When Ezekiel chokes Hughie, his elastic powers were created through a mixture of computer-generated imagery (CGI) and practical effects. A stunt doubles arm was used on Hughies throat while Ezekiel stood further back for filming, special effects then used CGI to animate and extend Ezekiel's arm and hand to match the stunt double.

===Music===
The episode features the following songs: "A Lo Caliche" by Sr Ortegon featuring Pana Black, "Raise It Up" by Extreme Music, and "Ain't No Sunshine" by Bill Withers.

==Release==
"Good for the Soul" premiered on Prime Video in the United States on July 26, 2019. It was released alongside all the episodes from the season, which were released on the same day. The first season of The Boys was released on Blu-ray in its entirety on May 31, 2022.

==Reception==
"Good for the Soul" received positive reviews from critics. Brian Tallerico from Vulture gave the episode 3 stars out of 5, criticizing the episode for having weaker writing, though he praised it for finally starting to take risks for the political and social commentary and considered that Homelander represents a false hero that was being worshiped the same way they worship the modern politicians of today. For his review for The Review Geek, Greg Wheeler gave the episode four stars out of five. While he considered that the episode wasn't on the dramatic level of the previous one, he found it enjoyable. He praised the portrayal of religion and the moral questions it can bring, while also praising the character development of Starlight, to which he commented, "While not quite as dramatic as the previous episode, The Boys delivers another enjoyable episode nonetheless. The religious aspect of this whole debacle brings up some very interesting moral questions, and seeing this play into the main narrative is certainly a welcome inclusion here. It helps to add some depth to Starlight's character too, especially seeing her religious upbringing and how difficult that must have been for her." Randy Dankievitch from Tilt Magazine praised the episode for its character development and the complexity of its characters. However, he also criticized the episode for not giving anything new to the storyline, to which he replied, "The Boys doesn't really have anything to say about the events taking place on-screen. Instead, it offers placeholders for moral complexities, character motivations, and personality, even in its most carefully constructed characters, like Madelyn or Starlight."

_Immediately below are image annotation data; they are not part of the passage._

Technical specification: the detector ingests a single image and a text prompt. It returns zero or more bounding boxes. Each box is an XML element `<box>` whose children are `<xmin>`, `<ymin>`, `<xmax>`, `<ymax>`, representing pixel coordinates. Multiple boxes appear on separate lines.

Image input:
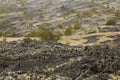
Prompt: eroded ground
<box><xmin>0</xmin><ymin>36</ymin><xmax>120</xmax><ymax>80</ymax></box>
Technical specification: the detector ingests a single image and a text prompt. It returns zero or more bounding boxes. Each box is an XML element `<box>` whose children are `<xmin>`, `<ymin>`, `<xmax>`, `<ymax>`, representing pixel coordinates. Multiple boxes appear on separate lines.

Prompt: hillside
<box><xmin>0</xmin><ymin>0</ymin><xmax>120</xmax><ymax>80</ymax></box>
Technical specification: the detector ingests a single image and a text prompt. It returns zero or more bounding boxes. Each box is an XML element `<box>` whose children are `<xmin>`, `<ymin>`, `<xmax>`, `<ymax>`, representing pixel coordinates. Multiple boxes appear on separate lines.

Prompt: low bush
<box><xmin>115</xmin><ymin>10</ymin><xmax>120</xmax><ymax>18</ymax></box>
<box><xmin>106</xmin><ymin>19</ymin><xmax>116</xmax><ymax>25</ymax></box>
<box><xmin>65</xmin><ymin>26</ymin><xmax>72</xmax><ymax>36</ymax></box>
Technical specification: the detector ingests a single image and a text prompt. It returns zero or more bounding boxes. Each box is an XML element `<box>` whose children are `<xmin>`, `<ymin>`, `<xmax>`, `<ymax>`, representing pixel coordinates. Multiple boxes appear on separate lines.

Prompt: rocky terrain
<box><xmin>0</xmin><ymin>0</ymin><xmax>120</xmax><ymax>80</ymax></box>
<box><xmin>0</xmin><ymin>36</ymin><xmax>120</xmax><ymax>80</ymax></box>
<box><xmin>0</xmin><ymin>0</ymin><xmax>120</xmax><ymax>36</ymax></box>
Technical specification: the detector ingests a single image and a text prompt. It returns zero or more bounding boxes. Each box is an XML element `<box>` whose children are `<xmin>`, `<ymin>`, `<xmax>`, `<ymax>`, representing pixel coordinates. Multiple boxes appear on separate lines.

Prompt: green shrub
<box><xmin>40</xmin><ymin>30</ymin><xmax>61</xmax><ymax>41</ymax></box>
<box><xmin>73</xmin><ymin>23</ymin><xmax>82</xmax><ymax>30</ymax></box>
<box><xmin>115</xmin><ymin>10</ymin><xmax>120</xmax><ymax>18</ymax></box>
<box><xmin>0</xmin><ymin>32</ymin><xmax>3</xmax><ymax>37</ymax></box>
<box><xmin>25</xmin><ymin>28</ymin><xmax>62</xmax><ymax>41</ymax></box>
<box><xmin>25</xmin><ymin>32</ymin><xmax>40</xmax><ymax>37</ymax></box>
<box><xmin>106</xmin><ymin>19</ymin><xmax>116</xmax><ymax>25</ymax></box>
<box><xmin>99</xmin><ymin>28</ymin><xmax>106</xmax><ymax>33</ymax></box>
<box><xmin>56</xmin><ymin>24</ymin><xmax>64</xmax><ymax>29</ymax></box>
<box><xmin>65</xmin><ymin>27</ymin><xmax>72</xmax><ymax>36</ymax></box>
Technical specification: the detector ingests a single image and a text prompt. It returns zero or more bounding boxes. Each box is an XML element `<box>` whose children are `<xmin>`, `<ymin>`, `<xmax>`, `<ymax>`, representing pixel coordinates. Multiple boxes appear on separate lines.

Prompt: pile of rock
<box><xmin>0</xmin><ymin>37</ymin><xmax>120</xmax><ymax>80</ymax></box>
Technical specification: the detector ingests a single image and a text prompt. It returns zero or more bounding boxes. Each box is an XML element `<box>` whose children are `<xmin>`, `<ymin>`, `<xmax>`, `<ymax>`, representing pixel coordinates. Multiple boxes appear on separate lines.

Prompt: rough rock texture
<box><xmin>0</xmin><ymin>37</ymin><xmax>120</xmax><ymax>80</ymax></box>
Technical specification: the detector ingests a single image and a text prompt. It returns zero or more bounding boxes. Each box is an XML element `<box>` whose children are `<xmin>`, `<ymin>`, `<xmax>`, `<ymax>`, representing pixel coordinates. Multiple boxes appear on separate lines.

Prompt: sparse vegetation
<box><xmin>106</xmin><ymin>19</ymin><xmax>116</xmax><ymax>25</ymax></box>
<box><xmin>65</xmin><ymin>26</ymin><xmax>72</xmax><ymax>36</ymax></box>
<box><xmin>25</xmin><ymin>25</ymin><xmax>62</xmax><ymax>41</ymax></box>
<box><xmin>56</xmin><ymin>24</ymin><xmax>64</xmax><ymax>29</ymax></box>
<box><xmin>99</xmin><ymin>28</ymin><xmax>106</xmax><ymax>33</ymax></box>
<box><xmin>115</xmin><ymin>10</ymin><xmax>120</xmax><ymax>18</ymax></box>
<box><xmin>73</xmin><ymin>23</ymin><xmax>82</xmax><ymax>30</ymax></box>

For a review from ScienceFiction.com, Darryl Jasper praised the episode for its storyline and character development and for connecting multiple storylines to the main one related to the investigation of the mysterious Compound-V. He also praised the episode for the portrayal of a guilt-ridden Queen Maeve and her development over the dark paths that she had taken, and that Starlight is about to pass in the future. Martin Carr, for the Flickering Myth, stated that the episode is important given its take on social commentary and trying the audience to be more conscious and aware of the real-life issues that the series treats. He wrote in his review, "Rarely has a series come crashing into the public consciousness with such confidence and no small amount of bravado. From Karl Urban down, there is a sense of belief in the material which adds an authenticity to the end product. Kripke, Rogen, and Goldberg have given us a hard R-rated social conscience dramedy that refuses to scrimp on anything. Comic book tongue in cheek, it may be, but the character drives this hybrid and never employs a heavy hand to make the point. No wonder Amazon greenlit a second season before showing us a frame of footage."